CHAPTER IX.—A Row to Blackwall.

'To be sold, warranted sound, a gray-mare, very fast, and carries a lady; likewise a bay-cob, quiet to ride or drive, and has carried a lady.'

STEAM-BOATS did not run to Greenwich and Blackwall at this period; and those who resorted to the white-bait establishments at those places, either availed themselves of a coach or a boat. Being now transformed, by a little personal merit, and a great favour, from a full-grown errand-boy to a small clerk, Mr. Timmis, at the suggestion of my good friend Mr.

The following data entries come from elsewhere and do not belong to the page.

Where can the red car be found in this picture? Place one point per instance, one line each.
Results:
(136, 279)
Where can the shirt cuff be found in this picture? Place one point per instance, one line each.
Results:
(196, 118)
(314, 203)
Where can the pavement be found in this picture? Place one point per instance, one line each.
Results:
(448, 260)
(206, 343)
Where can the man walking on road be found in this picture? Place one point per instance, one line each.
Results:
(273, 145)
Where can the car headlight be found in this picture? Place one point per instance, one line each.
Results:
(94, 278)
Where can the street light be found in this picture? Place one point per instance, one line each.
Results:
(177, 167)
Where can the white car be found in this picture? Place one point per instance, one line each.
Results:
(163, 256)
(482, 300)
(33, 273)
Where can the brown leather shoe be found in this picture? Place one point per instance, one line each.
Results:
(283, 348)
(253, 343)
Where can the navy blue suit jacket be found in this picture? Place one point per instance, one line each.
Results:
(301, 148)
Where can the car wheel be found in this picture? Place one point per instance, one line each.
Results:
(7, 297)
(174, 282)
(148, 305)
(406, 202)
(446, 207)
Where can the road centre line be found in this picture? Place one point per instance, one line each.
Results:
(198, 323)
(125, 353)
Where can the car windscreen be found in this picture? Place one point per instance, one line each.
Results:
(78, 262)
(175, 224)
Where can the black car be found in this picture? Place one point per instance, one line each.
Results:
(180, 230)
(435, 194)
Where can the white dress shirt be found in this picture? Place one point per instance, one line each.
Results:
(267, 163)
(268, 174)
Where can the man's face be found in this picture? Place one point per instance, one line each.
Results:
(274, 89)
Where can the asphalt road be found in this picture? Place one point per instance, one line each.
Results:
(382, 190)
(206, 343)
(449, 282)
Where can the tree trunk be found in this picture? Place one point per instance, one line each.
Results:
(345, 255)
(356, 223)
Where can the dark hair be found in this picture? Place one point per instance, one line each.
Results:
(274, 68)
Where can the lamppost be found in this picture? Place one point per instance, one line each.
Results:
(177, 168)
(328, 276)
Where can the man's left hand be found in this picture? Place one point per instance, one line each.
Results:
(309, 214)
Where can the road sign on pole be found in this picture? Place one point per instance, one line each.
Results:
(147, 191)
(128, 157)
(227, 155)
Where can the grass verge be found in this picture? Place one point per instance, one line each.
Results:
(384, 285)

Wallis, offered me, as a treat, a row in the boat they had engaged for the occasion; which, as a matter of course, I did not refuse: making myself as spruce as my limited wardrobe would permit, I trotted at their heels to the foot of London-bridge, the point of embarkation.

The party, including the boatman, consisted of eight souls; the tide was in our favour, and away we went, as merry a company as ever floated on the bosom of Father Thames. Mr. Crobble was the chief mark for all their sallies, and indeed he really appeared, from his size, to have been intended by Nature for a “butt,” as Mr. Wallis wickedly remarked.

“You told, me, Crobble, of your hunting exploit in Hertfordshire,” said Mr. Wallis; “I'll tell you something as bangs that hollow; I'm sure I thought I should have split with laughter when I heard of it. You know the old frump, my Aunt Betty, Timmis?”

“To be sure—she with the ten thousand in the threes,” replied Mr. Timmis; “a worthy creature; and I'm sure you admire her principal.”